Examples of Reciprocal AltruismEdit
This concept is used to explain the food sharing behavior in vampire bats. As highlighted by Okasha (2013) article, vampire bats have been observed to exhibit blood-sharing behaviors in which individuals will “donate” blood through regurgitation to other group members that failed to feed during a particular night. Because vampire bats can die after only a few nights of not feeding, obliviously the blood donation offers huge service to the recipient by averting starvation. Additionally, since vampire bats live in relatively small groups and interact with the same individuals over extended periods of time, the likeliness of the service at some point being return appears to be relatively high, inferring that there is also most likely benefit to the donator (Okasha, 2013). Interestingly, studies also indicate that the more “giving” individuals may actually derive greater long term benefit because the bats were more likely to blood-share with individuals that recently donated to them (Okasha, 2013).
Reciprocal alturism can also be observed in many anti-predator behaviors like alarm calling in birds, primates, and mammals.

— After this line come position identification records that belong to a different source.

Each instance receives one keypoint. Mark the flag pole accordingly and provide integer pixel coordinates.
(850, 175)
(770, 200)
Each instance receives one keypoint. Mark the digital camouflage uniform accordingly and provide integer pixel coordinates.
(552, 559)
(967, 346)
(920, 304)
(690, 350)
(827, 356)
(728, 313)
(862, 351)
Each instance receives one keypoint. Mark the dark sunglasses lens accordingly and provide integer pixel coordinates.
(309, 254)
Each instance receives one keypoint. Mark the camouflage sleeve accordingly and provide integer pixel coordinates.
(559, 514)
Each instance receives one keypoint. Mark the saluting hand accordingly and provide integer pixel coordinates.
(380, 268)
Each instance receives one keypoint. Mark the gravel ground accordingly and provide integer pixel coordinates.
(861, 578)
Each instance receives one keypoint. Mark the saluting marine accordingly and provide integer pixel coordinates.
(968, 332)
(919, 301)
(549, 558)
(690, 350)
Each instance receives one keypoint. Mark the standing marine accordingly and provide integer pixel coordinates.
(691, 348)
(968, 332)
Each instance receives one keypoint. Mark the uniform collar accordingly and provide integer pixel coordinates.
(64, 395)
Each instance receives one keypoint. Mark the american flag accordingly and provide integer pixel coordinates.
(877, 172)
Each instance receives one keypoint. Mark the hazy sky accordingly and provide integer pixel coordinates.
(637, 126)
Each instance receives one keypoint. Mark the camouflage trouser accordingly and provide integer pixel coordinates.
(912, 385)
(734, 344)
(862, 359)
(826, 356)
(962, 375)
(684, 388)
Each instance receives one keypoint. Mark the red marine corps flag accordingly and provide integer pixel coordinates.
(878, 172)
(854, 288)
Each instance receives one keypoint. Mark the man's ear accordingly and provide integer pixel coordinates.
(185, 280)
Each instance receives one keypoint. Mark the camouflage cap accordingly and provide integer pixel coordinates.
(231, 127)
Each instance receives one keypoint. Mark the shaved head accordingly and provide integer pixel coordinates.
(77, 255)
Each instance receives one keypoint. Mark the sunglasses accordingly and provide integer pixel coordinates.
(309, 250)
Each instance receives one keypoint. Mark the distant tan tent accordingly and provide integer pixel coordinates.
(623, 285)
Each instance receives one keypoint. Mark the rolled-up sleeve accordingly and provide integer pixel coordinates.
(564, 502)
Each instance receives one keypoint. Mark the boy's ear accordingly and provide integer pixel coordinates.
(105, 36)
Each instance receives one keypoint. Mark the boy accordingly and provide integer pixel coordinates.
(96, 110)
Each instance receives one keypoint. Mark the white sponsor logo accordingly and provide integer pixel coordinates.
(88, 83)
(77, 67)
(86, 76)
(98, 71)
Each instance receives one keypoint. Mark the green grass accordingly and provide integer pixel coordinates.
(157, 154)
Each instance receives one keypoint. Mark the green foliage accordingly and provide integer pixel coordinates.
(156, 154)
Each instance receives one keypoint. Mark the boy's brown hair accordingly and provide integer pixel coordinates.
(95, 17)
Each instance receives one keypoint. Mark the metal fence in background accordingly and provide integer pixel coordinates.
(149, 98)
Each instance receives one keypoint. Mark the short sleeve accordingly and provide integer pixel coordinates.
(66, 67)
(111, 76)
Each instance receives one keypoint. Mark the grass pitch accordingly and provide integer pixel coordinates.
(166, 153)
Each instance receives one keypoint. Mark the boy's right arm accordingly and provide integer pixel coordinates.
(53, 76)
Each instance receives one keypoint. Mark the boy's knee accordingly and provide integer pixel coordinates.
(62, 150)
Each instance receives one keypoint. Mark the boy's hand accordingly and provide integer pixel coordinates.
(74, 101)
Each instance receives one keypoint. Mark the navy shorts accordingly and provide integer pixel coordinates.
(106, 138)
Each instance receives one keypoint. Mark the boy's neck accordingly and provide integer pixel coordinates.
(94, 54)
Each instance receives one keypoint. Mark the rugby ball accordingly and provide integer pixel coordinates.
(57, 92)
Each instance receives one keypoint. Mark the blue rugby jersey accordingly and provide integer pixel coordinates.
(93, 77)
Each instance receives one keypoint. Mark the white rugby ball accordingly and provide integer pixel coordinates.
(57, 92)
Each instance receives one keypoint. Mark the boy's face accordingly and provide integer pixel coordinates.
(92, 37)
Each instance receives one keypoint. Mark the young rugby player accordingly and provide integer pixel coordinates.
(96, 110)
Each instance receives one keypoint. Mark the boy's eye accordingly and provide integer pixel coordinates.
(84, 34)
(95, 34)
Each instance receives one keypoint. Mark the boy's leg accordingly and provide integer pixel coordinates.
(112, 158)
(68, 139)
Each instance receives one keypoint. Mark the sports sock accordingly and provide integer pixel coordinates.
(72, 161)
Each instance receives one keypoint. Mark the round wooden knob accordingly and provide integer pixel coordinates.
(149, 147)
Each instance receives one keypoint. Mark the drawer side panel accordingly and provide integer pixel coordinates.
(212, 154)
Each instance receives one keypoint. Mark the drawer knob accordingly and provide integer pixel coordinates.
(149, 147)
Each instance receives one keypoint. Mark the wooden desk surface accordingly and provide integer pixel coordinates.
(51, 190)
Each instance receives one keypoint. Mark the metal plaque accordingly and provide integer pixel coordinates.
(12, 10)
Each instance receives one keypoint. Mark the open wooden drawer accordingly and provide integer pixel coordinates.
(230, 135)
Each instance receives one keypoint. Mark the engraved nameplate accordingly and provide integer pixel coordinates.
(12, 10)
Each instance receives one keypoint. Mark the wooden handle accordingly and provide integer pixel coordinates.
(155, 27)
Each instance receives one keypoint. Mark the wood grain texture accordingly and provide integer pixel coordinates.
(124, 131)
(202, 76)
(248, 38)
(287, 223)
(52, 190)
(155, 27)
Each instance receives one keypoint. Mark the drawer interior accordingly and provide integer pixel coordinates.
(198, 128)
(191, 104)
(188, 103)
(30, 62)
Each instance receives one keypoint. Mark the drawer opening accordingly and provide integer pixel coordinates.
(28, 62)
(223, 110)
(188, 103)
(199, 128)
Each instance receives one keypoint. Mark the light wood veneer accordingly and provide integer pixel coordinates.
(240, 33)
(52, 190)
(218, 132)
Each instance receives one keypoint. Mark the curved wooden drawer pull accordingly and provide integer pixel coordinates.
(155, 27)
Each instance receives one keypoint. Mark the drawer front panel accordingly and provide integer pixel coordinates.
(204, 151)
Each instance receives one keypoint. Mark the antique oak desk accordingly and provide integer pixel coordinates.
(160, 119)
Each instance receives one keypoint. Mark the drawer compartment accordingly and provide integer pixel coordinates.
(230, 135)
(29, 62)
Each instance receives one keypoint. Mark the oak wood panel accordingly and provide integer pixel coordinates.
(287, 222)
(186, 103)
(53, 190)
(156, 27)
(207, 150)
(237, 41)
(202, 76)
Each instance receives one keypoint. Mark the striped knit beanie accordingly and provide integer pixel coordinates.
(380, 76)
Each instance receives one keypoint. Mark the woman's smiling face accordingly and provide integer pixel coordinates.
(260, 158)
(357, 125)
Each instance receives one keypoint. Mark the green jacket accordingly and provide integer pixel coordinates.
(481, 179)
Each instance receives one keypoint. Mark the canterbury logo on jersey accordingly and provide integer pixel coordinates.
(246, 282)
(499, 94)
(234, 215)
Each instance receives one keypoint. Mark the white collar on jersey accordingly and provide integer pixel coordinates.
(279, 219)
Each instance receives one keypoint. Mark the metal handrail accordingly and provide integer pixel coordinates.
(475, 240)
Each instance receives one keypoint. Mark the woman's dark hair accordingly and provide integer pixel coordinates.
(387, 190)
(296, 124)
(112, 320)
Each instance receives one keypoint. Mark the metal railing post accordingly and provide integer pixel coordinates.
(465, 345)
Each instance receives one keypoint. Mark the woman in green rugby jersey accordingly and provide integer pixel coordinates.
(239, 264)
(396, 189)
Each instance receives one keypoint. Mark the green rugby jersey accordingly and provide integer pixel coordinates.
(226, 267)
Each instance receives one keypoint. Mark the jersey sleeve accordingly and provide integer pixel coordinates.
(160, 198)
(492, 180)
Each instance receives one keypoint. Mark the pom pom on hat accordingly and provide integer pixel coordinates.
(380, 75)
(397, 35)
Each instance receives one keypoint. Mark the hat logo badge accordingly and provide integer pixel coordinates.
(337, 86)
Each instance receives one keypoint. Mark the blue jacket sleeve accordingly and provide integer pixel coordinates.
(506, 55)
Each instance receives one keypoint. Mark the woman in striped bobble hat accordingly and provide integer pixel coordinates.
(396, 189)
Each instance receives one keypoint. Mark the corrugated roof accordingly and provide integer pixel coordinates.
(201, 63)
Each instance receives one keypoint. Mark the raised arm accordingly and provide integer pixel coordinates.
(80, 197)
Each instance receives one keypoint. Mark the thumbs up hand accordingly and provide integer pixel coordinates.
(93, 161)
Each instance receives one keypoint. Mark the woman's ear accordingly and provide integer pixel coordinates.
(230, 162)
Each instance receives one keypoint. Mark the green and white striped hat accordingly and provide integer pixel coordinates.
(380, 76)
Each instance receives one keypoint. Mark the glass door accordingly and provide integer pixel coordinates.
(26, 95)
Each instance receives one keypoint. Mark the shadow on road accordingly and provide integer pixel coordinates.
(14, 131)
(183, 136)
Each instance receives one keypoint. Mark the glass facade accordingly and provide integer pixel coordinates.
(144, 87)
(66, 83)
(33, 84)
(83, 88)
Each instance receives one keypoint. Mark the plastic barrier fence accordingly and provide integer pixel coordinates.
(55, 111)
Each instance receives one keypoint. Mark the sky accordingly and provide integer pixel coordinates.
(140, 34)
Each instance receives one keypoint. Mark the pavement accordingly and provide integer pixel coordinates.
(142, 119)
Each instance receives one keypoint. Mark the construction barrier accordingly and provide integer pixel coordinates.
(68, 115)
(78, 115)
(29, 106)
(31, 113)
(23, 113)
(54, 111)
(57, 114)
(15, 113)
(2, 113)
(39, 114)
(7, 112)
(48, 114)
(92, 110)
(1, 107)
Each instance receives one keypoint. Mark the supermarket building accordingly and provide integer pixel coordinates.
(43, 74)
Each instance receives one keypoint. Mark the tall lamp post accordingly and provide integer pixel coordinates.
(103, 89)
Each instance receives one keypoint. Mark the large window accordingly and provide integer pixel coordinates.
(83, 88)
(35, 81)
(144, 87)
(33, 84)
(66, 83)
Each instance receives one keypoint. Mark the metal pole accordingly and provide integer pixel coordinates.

Carter, G. G., & Wilkinson, G. S. (2013). Food sharing in vampire bats: reciprocal help predicts donations more than relatedness or harassment.Proceedings of the Royal Society B: Biological Sciences, 280(1753).
Okasha, S. (2013, Fall). Biological altruism. The Stanford Encyclopedia of Philosophy. Retrieved from: http://plato.stanford.edu/archives/fall2013/entries/altruism-biological/.
Trivers, R. L. (1971). The evolution of reciprocal altruism. Quarterly review of biology, 35-57.